BastEt 阅读(5179) 评论(0)
Shared access with TBB read/write locks
By Wooyoung Kim (Intel) (5 posts) on April 2, 2009 at 3:05 pm

Lately a sequence of interesting things happened to me. It started with finding an aptly titled paper "TLRW: Return of the Read-Write Lock" by Dave Dice and Nir Shavit. A couple of weeks later, I got an email asking a question about how to use TBB read/write locks (i.e., spin_rw_mutex). A week or so later, my officemate hit a road block while preparing for a release, which appeared to be a typical reader-writer race problem. (It turned out to be a false alarm, though.) Then, the following Monday I received a question about difference between TBB spin_rw_mutex and POSIX read/write lock (i.e., pthread_rwlock). All of the things happened within a month timeframe as if they were all arranged in advance.

These events made me wonder what interesting things have happened to read/write locks in the world since the last time I worked on spin_rw_mutex. So, I did some googling. The following is a list of things I found most informative.

1. On Windows, read-write locks (*SRWLock*) are available in Vista and onward (http://msdn.microsoft.com/en-us/library/aa904937(VS.85).aspx). TryAcquireSRWLockShared/TryAcquireSRWLockExclusive variants are available in Windows 7/Windows Server 2008 R2.

2. A futex-based read-write lock (furwock) was mentioned in "Fuss, Futexes and Furwocks: Fast Userlevel Locking in Linux" (http://www.kernel.org/doc/ols/2002/ols2002-pages-479-495.pdf). Old but still useful, I think.
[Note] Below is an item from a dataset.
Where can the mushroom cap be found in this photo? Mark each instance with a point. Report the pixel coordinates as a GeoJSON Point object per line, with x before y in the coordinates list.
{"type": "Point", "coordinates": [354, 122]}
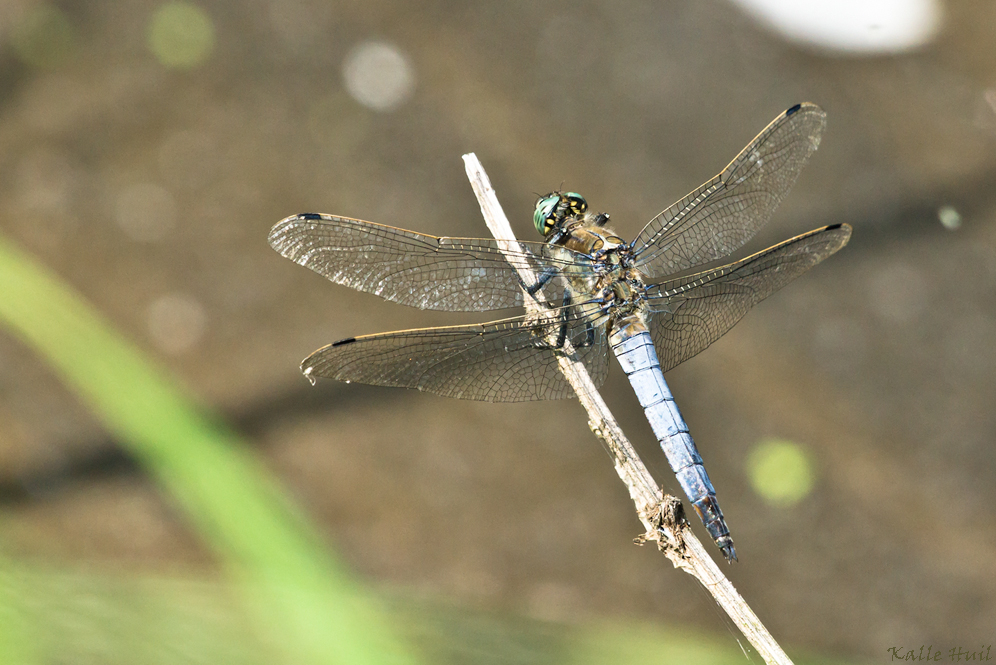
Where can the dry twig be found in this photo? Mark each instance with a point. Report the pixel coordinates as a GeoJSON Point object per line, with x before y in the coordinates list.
{"type": "Point", "coordinates": [661, 515]}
A link to an example implementation is found at the bottom at http://everything2.com/title/futex.

3. The Linux Kernel spinlock documentation mentions reader-writer locks (http://www.mjmwired.net/kernel/Documentation/spinlocks.txt).

4. A LKML message thread about 64-bit futexes (http://lkml.org/lkml/2008/5/30/458). This is something new to me. Linux Kernel bigwigs including Linus Torvald, Ulrich Drepper, Ingo Molnar, etc., were debating whether extending futex variables to 64-bit is necessary or 32-bit futex variables are sufficient. What does it to do with read-write locks? Ulrich Drepper believed it was needed for a faster read-write lock implementation (http://udrepper.livejournal.com/13123.html). He is currently the foremost contributor to the GNU C library, and the thread is almost a year old, so I expect some form of the new read-write lock implementation will be available in glibc in near future if it has not made a way into the latest release already.

5. Boost.Thread, a publicly available C++ thread library, provides a multiple-reader/single-writer mutex named shared_mutex since its 1.35 release (1.38.0 is the latest as of 3/27/2009). http://www.boost.org/doc/libs/1_35_0/doc/html/thread/synchronization.html#thread.synchronization.mutex_types.shared_mutex.

6. The new C++0x Standard being finalized does not include a read/write mutex in its thread support library. http://www.open-std.org/jtc1/sc22/wg21/docs/papers/2008/n2798.pdf.

TBB spin_rw_mutex, POSIX pthread_rwlock, and boost::shared_mutex

Considering that many platforms implement the POSIX Threads, pthread_rwlock seems most representative to date. Like TBB, Boost.Thread is in C++. So, what similarities and differences do these read/write locks have?

1. spin_rw_mutex is strictly in user-land and employs spin-wait for blocking. boost::shared_mutex is also in user-land, but its slow-path may require a trip to the kernel. Being in user-land, spin_rw_mutex and shared_mutex can protect only accesses to data within a process. In contrast, pthread_rwlock is across user-land and kernel. Its specification requires a blocking thread release processing resources (See the Single UNIX Specification v2. System Interfaces. 2.9.6 Thread Read-Write Locks. http://www.opengroup.org/onlinepubs/009695399/). As a result, its slow path contains a trip to the kernel. When a writer holds a lock and a reader arrives, the reader would block and go to sleep. Moreover, pthread_rwlock may be initialized to protect accesses to data shared by multiple processes (cf. pthread_rwlockattr_setpshare). More capabilities, more bookkeeping, and more cost.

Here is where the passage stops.